Williams has studied elections for years and predicts that there will be a sizable turnout among Black voters in 2020.

“As a white man, I don’t try to speak for the African American or Black community, but we have seen different issues arise as being important in the African American and Black community,” he said.

The killing of George Floyd at the hands of Minneapolis police was just one of several instances of racial injustice that have been brought to the forefront during 2020.

The poignant cries for justice have, in a sense, been a social awakening in this election year as protests erupted across the nation.

In Little Rock, demonstrators took to the streets marching for change. Those protesters were even joined by Mayor Frank Scott Jr.

This may have been one of the moments, regardless of race, that Americans knew they had to do something.

“This anger, this frustration, this sense that we’re not being heard creates this angst, and what do I do with all of this energy,” asked St.
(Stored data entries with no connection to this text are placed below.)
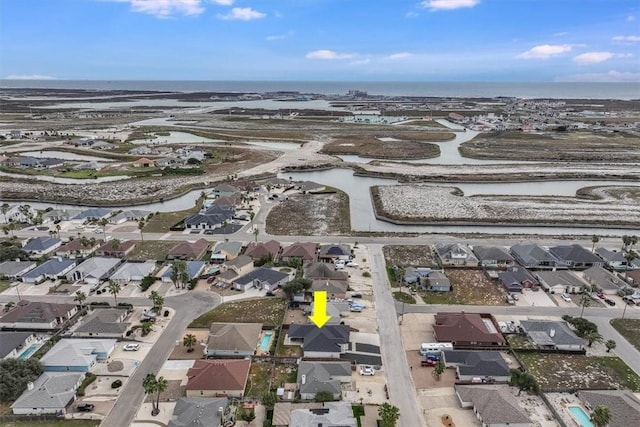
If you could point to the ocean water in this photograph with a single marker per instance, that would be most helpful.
(438, 89)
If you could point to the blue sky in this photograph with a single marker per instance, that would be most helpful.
(350, 40)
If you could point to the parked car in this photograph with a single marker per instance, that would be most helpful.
(367, 371)
(85, 407)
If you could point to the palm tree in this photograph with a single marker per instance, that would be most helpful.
(114, 288)
(80, 298)
(601, 416)
(189, 341)
(388, 414)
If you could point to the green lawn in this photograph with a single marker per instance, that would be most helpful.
(268, 311)
(630, 329)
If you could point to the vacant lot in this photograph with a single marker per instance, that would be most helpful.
(470, 287)
(560, 372)
(410, 256)
(630, 329)
(555, 146)
(152, 249)
(311, 214)
(268, 311)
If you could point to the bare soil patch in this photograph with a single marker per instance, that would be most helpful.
(310, 214)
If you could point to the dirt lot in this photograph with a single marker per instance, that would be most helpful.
(630, 329)
(310, 214)
(410, 256)
(470, 287)
(555, 146)
(559, 372)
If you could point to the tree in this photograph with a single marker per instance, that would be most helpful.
(114, 289)
(601, 416)
(189, 341)
(388, 414)
(611, 344)
(80, 298)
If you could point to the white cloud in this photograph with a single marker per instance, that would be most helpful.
(545, 51)
(328, 55)
(610, 76)
(165, 8)
(242, 14)
(593, 57)
(29, 77)
(399, 55)
(630, 39)
(448, 4)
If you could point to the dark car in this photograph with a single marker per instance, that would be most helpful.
(85, 407)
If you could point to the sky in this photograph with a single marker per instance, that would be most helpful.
(325, 40)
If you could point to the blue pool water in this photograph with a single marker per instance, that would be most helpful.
(580, 416)
(28, 352)
(265, 340)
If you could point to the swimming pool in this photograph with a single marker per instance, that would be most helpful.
(265, 341)
(28, 352)
(580, 416)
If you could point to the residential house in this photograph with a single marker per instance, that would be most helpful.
(261, 278)
(201, 411)
(34, 315)
(623, 405)
(104, 323)
(133, 271)
(493, 257)
(613, 259)
(263, 250)
(13, 343)
(15, 269)
(329, 341)
(467, 330)
(42, 245)
(94, 270)
(76, 249)
(50, 269)
(232, 339)
(487, 365)
(224, 251)
(551, 334)
(456, 255)
(76, 354)
(494, 406)
(535, 257)
(217, 378)
(51, 393)
(576, 256)
(315, 377)
(116, 249)
(303, 251)
(515, 279)
(328, 414)
(331, 253)
(603, 280)
(560, 282)
(189, 250)
(436, 281)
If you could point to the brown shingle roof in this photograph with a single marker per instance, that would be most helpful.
(229, 375)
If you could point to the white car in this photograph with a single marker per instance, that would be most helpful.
(367, 371)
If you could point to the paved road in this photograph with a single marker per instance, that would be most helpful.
(402, 392)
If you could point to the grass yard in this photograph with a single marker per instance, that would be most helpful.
(268, 311)
(152, 249)
(559, 372)
(630, 329)
(470, 287)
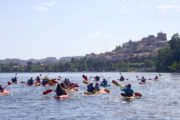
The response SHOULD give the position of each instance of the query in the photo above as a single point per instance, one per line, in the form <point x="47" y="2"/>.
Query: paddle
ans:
<point x="9" y="83"/>
<point x="47" y="91"/>
<point x="85" y="77"/>
<point x="85" y="82"/>
<point x="121" y="87"/>
<point x="106" y="90"/>
<point x="59" y="78"/>
<point x="74" y="85"/>
<point x="140" y="78"/>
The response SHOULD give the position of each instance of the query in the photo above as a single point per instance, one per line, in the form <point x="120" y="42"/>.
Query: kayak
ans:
<point x="104" y="85"/>
<point x="128" y="98"/>
<point x="95" y="93"/>
<point x="61" y="97"/>
<point x="71" y="90"/>
<point x="142" y="82"/>
<point x="6" y="92"/>
<point x="156" y="79"/>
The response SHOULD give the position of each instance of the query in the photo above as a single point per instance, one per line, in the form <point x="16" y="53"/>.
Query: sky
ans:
<point x="59" y="28"/>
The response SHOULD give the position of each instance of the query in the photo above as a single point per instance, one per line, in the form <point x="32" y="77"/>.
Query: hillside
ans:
<point x="146" y="47"/>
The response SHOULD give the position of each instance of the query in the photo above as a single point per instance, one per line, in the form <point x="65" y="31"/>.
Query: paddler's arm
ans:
<point x="121" y="87"/>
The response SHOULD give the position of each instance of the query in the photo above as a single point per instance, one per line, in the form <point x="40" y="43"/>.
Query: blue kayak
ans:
<point x="104" y="85"/>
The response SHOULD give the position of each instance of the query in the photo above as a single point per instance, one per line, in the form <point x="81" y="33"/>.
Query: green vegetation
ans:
<point x="168" y="58"/>
<point x="78" y="65"/>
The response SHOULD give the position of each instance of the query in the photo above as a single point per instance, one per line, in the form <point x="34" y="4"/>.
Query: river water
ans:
<point x="160" y="100"/>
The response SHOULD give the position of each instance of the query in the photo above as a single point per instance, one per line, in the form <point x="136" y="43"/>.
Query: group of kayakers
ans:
<point x="65" y="84"/>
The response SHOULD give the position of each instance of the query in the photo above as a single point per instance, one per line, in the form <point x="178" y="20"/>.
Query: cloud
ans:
<point x="97" y="34"/>
<point x="44" y="6"/>
<point x="49" y="4"/>
<point x="40" y="8"/>
<point x="124" y="10"/>
<point x="168" y="7"/>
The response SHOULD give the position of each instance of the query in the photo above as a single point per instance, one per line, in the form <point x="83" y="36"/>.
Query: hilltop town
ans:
<point x="147" y="46"/>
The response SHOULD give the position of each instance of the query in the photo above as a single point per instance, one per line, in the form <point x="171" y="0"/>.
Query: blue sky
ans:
<point x="57" y="28"/>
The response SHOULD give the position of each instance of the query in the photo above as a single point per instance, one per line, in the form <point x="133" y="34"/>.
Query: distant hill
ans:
<point x="147" y="46"/>
<point x="47" y="60"/>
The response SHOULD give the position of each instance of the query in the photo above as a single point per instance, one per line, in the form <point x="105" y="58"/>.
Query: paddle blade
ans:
<point x="85" y="82"/>
<point x="22" y="82"/>
<point x="59" y="78"/>
<point x="106" y="90"/>
<point x="54" y="81"/>
<point x="75" y="89"/>
<point x="9" y="83"/>
<point x="74" y="85"/>
<point x="138" y="94"/>
<point x="85" y="77"/>
<point x="115" y="83"/>
<point x="47" y="92"/>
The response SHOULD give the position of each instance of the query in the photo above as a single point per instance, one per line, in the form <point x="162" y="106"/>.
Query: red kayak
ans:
<point x="142" y="82"/>
<point x="6" y="92"/>
<point x="62" y="97"/>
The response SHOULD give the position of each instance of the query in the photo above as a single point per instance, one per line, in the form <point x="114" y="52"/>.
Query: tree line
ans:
<point x="166" y="60"/>
<point x="80" y="65"/>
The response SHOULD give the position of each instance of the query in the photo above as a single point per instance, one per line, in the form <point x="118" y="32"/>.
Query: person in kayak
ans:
<point x="30" y="81"/>
<point x="38" y="80"/>
<point x="156" y="78"/>
<point x="121" y="78"/>
<point x="97" y="87"/>
<point x="90" y="88"/>
<point x="143" y="79"/>
<point x="104" y="82"/>
<point x="63" y="85"/>
<point x="1" y="88"/>
<point x="128" y="92"/>
<point x="45" y="81"/>
<point x="59" y="90"/>
<point x="97" y="78"/>
<point x="14" y="79"/>
<point x="67" y="83"/>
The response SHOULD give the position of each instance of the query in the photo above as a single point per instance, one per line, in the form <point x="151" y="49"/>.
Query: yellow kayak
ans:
<point x="95" y="93"/>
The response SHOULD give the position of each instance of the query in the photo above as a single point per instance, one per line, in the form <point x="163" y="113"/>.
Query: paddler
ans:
<point x="97" y="78"/>
<point x="104" y="82"/>
<point x="143" y="79"/>
<point x="156" y="78"/>
<point x="30" y="81"/>
<point x="97" y="87"/>
<point x="45" y="81"/>
<point x="67" y="83"/>
<point x="38" y="80"/>
<point x="14" y="79"/>
<point x="90" y="88"/>
<point x="128" y="92"/>
<point x="59" y="90"/>
<point x="1" y="88"/>
<point x="121" y="78"/>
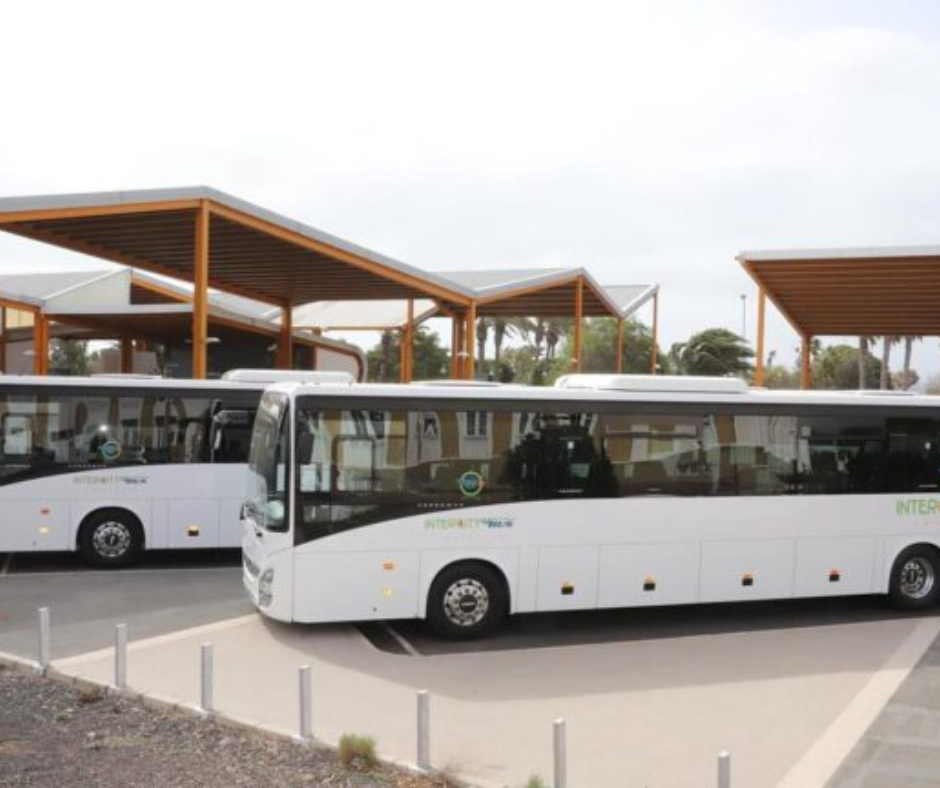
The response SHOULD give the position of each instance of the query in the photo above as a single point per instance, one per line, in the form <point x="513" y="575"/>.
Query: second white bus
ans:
<point x="462" y="504"/>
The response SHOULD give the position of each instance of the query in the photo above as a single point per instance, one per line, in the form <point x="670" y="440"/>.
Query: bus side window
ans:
<point x="230" y="436"/>
<point x="17" y="434"/>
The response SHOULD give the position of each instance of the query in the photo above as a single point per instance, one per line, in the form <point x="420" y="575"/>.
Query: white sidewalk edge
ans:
<point x="820" y="762"/>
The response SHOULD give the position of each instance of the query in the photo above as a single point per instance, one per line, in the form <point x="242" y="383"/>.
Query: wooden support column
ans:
<point x="619" y="366"/>
<point x="314" y="350"/>
<point x="40" y="344"/>
<point x="285" y="342"/>
<point x="3" y="339"/>
<point x="456" y="321"/>
<point x="653" y="351"/>
<point x="805" y="368"/>
<point x="578" y="320"/>
<point x="470" y="337"/>
<point x="402" y="356"/>
<point x="759" y="350"/>
<point x="127" y="355"/>
<point x="201" y="294"/>
<point x="408" y="339"/>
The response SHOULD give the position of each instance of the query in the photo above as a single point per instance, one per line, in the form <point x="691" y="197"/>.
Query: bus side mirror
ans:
<point x="274" y="514"/>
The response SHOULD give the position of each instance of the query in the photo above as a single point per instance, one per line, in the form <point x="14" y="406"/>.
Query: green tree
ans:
<point x="837" y="367"/>
<point x="599" y="347"/>
<point x="431" y="361"/>
<point x="69" y="357"/>
<point x="714" y="351"/>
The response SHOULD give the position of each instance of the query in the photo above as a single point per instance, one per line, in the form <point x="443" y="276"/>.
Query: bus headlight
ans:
<point x="266" y="587"/>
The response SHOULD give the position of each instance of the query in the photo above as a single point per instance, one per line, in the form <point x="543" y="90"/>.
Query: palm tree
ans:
<point x="387" y="345"/>
<point x="715" y="351"/>
<point x="483" y="333"/>
<point x="503" y="328"/>
<point x="538" y="336"/>
<point x="862" y="360"/>
<point x="906" y="369"/>
<point x="886" y="344"/>
<point x="556" y="330"/>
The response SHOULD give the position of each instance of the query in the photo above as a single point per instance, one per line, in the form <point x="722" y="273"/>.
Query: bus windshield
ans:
<point x="267" y="463"/>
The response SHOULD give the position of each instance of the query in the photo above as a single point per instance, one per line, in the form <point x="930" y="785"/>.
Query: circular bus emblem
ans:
<point x="110" y="451"/>
<point x="470" y="483"/>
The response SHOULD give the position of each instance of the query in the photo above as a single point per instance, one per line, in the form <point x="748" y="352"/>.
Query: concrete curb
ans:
<point x="171" y="706"/>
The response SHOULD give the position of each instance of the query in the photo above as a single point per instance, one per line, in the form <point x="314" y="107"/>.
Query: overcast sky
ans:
<point x="646" y="141"/>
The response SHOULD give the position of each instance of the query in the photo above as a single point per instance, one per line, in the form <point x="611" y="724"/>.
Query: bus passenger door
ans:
<point x="229" y="442"/>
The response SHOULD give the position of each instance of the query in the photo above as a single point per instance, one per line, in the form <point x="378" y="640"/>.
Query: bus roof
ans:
<point x="671" y="389"/>
<point x="136" y="382"/>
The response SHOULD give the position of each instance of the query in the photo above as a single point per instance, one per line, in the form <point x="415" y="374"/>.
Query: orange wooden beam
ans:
<point x="653" y="346"/>
<point x="3" y="339"/>
<point x="87" y="211"/>
<point x="619" y="346"/>
<point x="578" y="320"/>
<point x="299" y="239"/>
<point x="76" y="245"/>
<point x="408" y="339"/>
<point x="285" y="343"/>
<point x="455" y="344"/>
<point x="201" y="294"/>
<point x="127" y="355"/>
<point x="805" y="368"/>
<point x="40" y="345"/>
<point x="759" y="351"/>
<point x="470" y="342"/>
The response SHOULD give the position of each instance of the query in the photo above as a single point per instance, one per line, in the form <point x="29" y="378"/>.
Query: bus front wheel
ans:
<point x="467" y="601"/>
<point x="110" y="538"/>
<point x="915" y="578"/>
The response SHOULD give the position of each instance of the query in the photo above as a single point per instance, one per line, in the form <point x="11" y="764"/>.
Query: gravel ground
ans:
<point x="53" y="733"/>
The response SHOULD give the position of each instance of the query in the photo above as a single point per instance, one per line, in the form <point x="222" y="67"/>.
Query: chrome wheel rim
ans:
<point x="111" y="539"/>
<point x="917" y="578"/>
<point x="466" y="602"/>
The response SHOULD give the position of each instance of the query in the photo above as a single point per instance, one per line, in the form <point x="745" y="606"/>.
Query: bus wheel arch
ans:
<point x="110" y="537"/>
<point x="467" y="599"/>
<point x="914" y="582"/>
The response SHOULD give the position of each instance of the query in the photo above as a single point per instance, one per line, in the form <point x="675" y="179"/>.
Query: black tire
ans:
<point x="915" y="578"/>
<point x="111" y="538"/>
<point x="467" y="601"/>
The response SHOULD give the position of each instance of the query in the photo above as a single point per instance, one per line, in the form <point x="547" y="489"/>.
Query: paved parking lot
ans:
<point x="166" y="592"/>
<point x="788" y="686"/>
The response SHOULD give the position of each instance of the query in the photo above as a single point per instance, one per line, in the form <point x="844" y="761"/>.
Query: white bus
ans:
<point x="113" y="465"/>
<point x="462" y="504"/>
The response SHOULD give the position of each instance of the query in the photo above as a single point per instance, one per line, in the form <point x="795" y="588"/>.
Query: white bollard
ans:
<point x="724" y="769"/>
<point x="306" y="703"/>
<point x="561" y="755"/>
<point x="45" y="644"/>
<point x="206" y="700"/>
<point x="120" y="656"/>
<point x="424" y="731"/>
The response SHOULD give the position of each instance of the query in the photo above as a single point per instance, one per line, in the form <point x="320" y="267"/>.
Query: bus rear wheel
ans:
<point x="467" y="601"/>
<point x="110" y="538"/>
<point x="915" y="578"/>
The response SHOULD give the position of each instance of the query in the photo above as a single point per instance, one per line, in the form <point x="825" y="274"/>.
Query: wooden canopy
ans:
<point x="847" y="292"/>
<point x="212" y="239"/>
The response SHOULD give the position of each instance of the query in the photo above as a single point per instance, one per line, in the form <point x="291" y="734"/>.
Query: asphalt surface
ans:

Mark Baptist Church Pastor Philip Point. “So that’s the idea…it’s taking it, it’s not denying it, it’s not trying to make light of it, it’s taking it and let’s use it in productive ways.”

Community leaders like Pointer are using this momentum and putting it into solution-oriented action.

Leading up to election day, he launched the Get Fired Up campaign to get people prepared to vote.

On their website, you’ll find things like important voting dates, information on candidates, registration status and options for voting.

And there are plenty of other people in the community diligently working on encouraging Black people to vote. 

“Since 2014 we’ve just been steady progressing and building that space for all things civic engagement here in the state of Arkansas,” said Tamara Bates, who is the co-founder of Rock AR Vote.

Birthed after the Mike Brown tragedy in Ferguson, Missouri, Bates helped create Rock AR Vote to get more young people involved in local politics and civic engagement.

National organizations like Woke Vote are partnering with Rock AR Vote and other local organizations on the ground already doing the work. 

“Woke Vote is nonpartisan and we don’t support any candidates,” said deputy director Cedric Norman. “We are specifically about making sure our people, minority people, Black people are getting out to vote. We don’t care who you vote for. Our belief is if minority populations or black populations are educated on the voting process and activated, they’re going to vote in their best interest.”

Norman said that Black people have a history of being oppressed so much that they “distrust the very mechanisms that could potentially help us.”

“They weren’t built to help us but they could help us if we were to utilize their power,” he said.

Power that’ll be behind each ballot as voters head to the polls on November 3rd.